Beyond expanding Medicaid eligibility, the ACA calls for program revisions that make it easier for enrollees to get care. It also promises to help them with certain non-medical issues affecting their health. The new changes allow chronically ill Medicaid enrollees to choose a “health home,” a team-based, coordinated approach to care that would emphasize prevention and would connect enrollees with community and social support services. ACA also aims to make it easier for people to enroll in Medicaid through websites and outreach programs, and it calls for the establishment of community health teams staffed by social workers, pharmacists, and other health workers. While the Supreme Court didn’t strike down these provisions, it’s unclear exactly how they will be implemented in states whose political leaders are overtly opposed to the law. (Indeed, Governor Scott and the Florida legislature have prevented state agencies from doing anything to prepare for ACA, returned a $1 million federal exchange planning grant, and rejected millions in other ACA-related federal health funds). A spokesman for the Centers for Medicare and Medicaid Services said its staff is reviewing the court’s ruling and will “provide guidance” to states soon.

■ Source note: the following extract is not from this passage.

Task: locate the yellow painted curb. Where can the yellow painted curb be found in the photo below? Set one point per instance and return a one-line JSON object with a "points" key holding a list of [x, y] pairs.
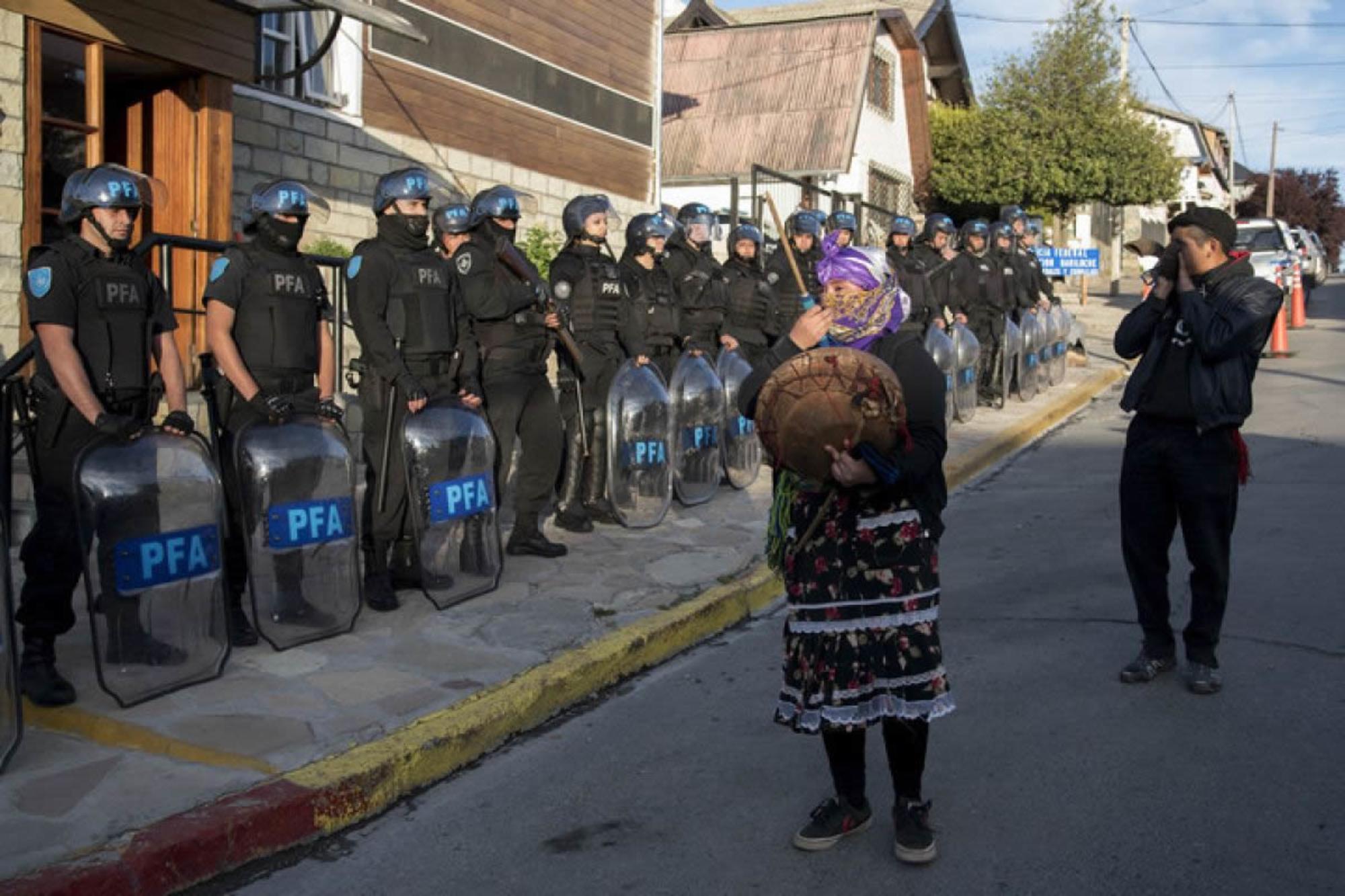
{"points": [[115, 732]]}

Politicians who oppose Medicaid’s expansion often repeat the mantra that they don’t want to put more people into a “broken system.” Yet in Florida at least, many of the state’s own policies have made the system increasingly rickety over time. If they don’t reject the Medicaid expansion outright, many of Florida’s leaders will likely try to bargain with Washington over the terms of the new policy. The federal government needs to tread carefully, lest negotiations wind up undermining the spirit of the ACA. Either way, it’s unlikely Floridians like my patient will stop accumulating their hospital miles any time soon.